The most famous clairvoyants of the 20th century

 The history of parapsychology has already recorded hundreds of people endowed with such abilities. The most famous to this day was Michel de Nostre-Dame, born on 14 December 1503 in the French town of Saint-Remy. In his Centurions, he prophesied a whist of bars that completely proved true in the history of our continent.
Marie Lenormand was also very popular. whose guests included Marat. Saint-Just. Robespierre and Napoleon Bonaparte. The Queen of the Netherlands was a guest in her salons, and Tsar Alexander I asked for advice by letter.


Who today is not familiar with the figure of William Hamond. He predicted the death of Leopold II, King of the Belgians, in 1909 and of Tsar Alexander in 1917.
Similar successes were achieved by Morgan Robertson. Edgar Cayce, Gerard Croiset, Stefan Ossowiecki and Jonas Kelie. In their shadows were others, about whom little was written, but who also astonished the world with their paranormal abilities.
One of them was Wolf Messing. He was born on 10 September 1899 in Góra Kalwaria. His telepathic and clairvoyant abilities were the subject of many metapsychic experiments. which were conducted by, among others, Albert Einstein and Sigmund Freud.
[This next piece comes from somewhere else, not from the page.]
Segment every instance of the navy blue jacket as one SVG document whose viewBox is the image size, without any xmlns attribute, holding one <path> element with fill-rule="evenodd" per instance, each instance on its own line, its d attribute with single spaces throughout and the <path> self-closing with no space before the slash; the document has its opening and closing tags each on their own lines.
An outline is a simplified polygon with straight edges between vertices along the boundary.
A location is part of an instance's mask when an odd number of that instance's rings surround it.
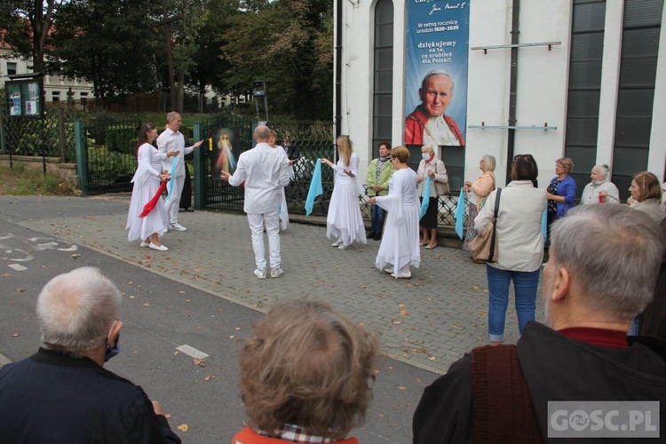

As he recalls! Messing. during one of the séances. Freud mentally instructed him: "Go to the bathroom and try to find a pair of tweezers - Then return to the room and with these very tweezers pluck, my friend Einstein, three hairs from his magnificent, luxuriant moustache." The first command w as carried out by Messing without reservation. The second request, on the other hand, caused him serious doubts and reluctance. He shared them with Freud, who, together with Einstein, smiled good-naturedly, for the mental command was carried out without reservation.
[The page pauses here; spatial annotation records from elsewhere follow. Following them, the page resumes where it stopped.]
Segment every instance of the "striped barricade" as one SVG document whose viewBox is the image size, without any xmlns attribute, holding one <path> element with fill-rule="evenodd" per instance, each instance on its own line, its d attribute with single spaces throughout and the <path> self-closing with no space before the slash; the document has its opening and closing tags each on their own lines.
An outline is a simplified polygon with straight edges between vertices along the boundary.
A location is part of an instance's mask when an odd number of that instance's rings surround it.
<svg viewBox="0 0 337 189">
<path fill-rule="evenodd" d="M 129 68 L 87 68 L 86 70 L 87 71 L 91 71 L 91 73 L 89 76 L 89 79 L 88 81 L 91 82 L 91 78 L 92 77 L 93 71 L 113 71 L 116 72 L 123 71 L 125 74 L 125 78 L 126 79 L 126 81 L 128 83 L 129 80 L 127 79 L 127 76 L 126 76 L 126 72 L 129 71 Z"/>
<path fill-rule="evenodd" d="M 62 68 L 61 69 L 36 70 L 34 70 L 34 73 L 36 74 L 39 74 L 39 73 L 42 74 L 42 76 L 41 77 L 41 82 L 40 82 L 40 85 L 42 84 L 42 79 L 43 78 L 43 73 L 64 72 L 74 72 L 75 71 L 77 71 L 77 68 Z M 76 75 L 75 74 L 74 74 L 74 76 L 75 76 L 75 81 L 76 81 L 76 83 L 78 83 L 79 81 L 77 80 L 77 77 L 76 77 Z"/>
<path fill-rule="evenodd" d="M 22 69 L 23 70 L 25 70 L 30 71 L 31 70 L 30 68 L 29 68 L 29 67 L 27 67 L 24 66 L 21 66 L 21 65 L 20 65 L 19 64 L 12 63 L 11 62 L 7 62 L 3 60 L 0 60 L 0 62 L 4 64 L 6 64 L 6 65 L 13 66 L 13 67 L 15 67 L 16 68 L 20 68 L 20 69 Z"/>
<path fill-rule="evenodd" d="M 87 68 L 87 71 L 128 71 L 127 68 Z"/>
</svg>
Later, after many dangerous adventures, Messing found himself in the Soviet Union. In 1940, he predicted that Russian tanks would roll through the streets of Berlin. These words caused a great sensation among the capital's intellectual elite as well as in the Kremlin itself. They were immediately noticed in Berlin. Since it was only a few months after the signing of the Molotov-Ribbentrop Pact, the statement was met with a sharp protest from the German embassy in Moscow. For we must remember that Hitler was very oversensitive to such predictions. After all, he was familiar with the statements of the excellent clairvoyants Erik Hanussen and Ernest Kraft about his future.
Three years later, when the German invasion was sweeping across more and more of Europe, including huge swathes of the Soviet Union. Messing had to evacuate to Siberia for his own safety. And it was there, in the Novosibirsk opera house, that he predicted that the war would most probably end in the first week of May 1945.
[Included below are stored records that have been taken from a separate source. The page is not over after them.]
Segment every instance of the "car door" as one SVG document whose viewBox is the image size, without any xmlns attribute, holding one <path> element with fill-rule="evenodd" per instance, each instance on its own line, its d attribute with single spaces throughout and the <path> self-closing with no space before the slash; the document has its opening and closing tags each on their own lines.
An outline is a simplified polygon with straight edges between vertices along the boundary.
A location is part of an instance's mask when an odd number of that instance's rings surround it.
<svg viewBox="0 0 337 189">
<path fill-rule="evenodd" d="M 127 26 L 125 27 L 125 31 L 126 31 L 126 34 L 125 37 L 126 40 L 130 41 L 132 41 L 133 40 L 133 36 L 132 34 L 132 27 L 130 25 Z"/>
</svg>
Another of Poland's excellent clairvoyants, Czesław Klimuszko, recalled that in 1947 in Olsztyn he saw the unexpected death of Cardinal Hlond, the cause of which was said to be his lungs. And shortly after his death, another church dignitary would go to his grave. And indeed, four months later the prophecy came true The cardinal died of pneumonia after an operation on his appendix. Bishop Lukomski, returning from Cardinal Hlond's funeral, was killed in a car accident
Recently, one of the most respected and internationally recognised figures specialising in predicting the future has been Jeane Dixon.
She was born on 2 November 1918. At the age of 18, she learned from an adventurous gypsy woman that her hands were covered with prophetic signs, heralding tremendous visionary power. Soon these words were completely confirmed.


In 1946, Jeane prophesied that China would embark on the path of communism and that on 20 February 1947, the partition of India into two states would be announced. She also stated that Ghandi would die in 1948 and that UN Secretary-General Dag Hammerskjold would die in a plane crash.
Most famously, she predicted the death of J.F. Kennedy. It is said that in 1952, while kneeling at the altar of the Blessed Virgin Mary in St Matthew's Cathedral, she suddenly saw the image of a blue-eyed young man with dark brown hair appear before her. An unknown and incomprehensible voice told her that this man, who represented the Democratic Party, would become President of the USA in 1960. His reign, however, would be interrupted by a tragic death. In 1956, Dixon informed the readers of the magazine "Parade" about this prediction.
Seven years later, Americans were preparing for an election campaign. On 22 November 1963, John F. Kennedy and his wife took their seats in the presidential plane, which took a course for Dallas.
On that day, Jeane Dixon awoke with a nightmarish vision. She realised that her dream would come true. The shot fired by a man with a name beginning with the letter O or Q was programmed into her psyche.
In fact, at 1pm, President Kennedy was already dead. Soon, an assassin was arrested in a local Texas cinema who turned out to be 24-year-old Lee Harvey Oswald.
So in this case, too, the clairvoyant predisposition was confirmed. And we will certainly hear about this phenomenon of the human psyche more than once.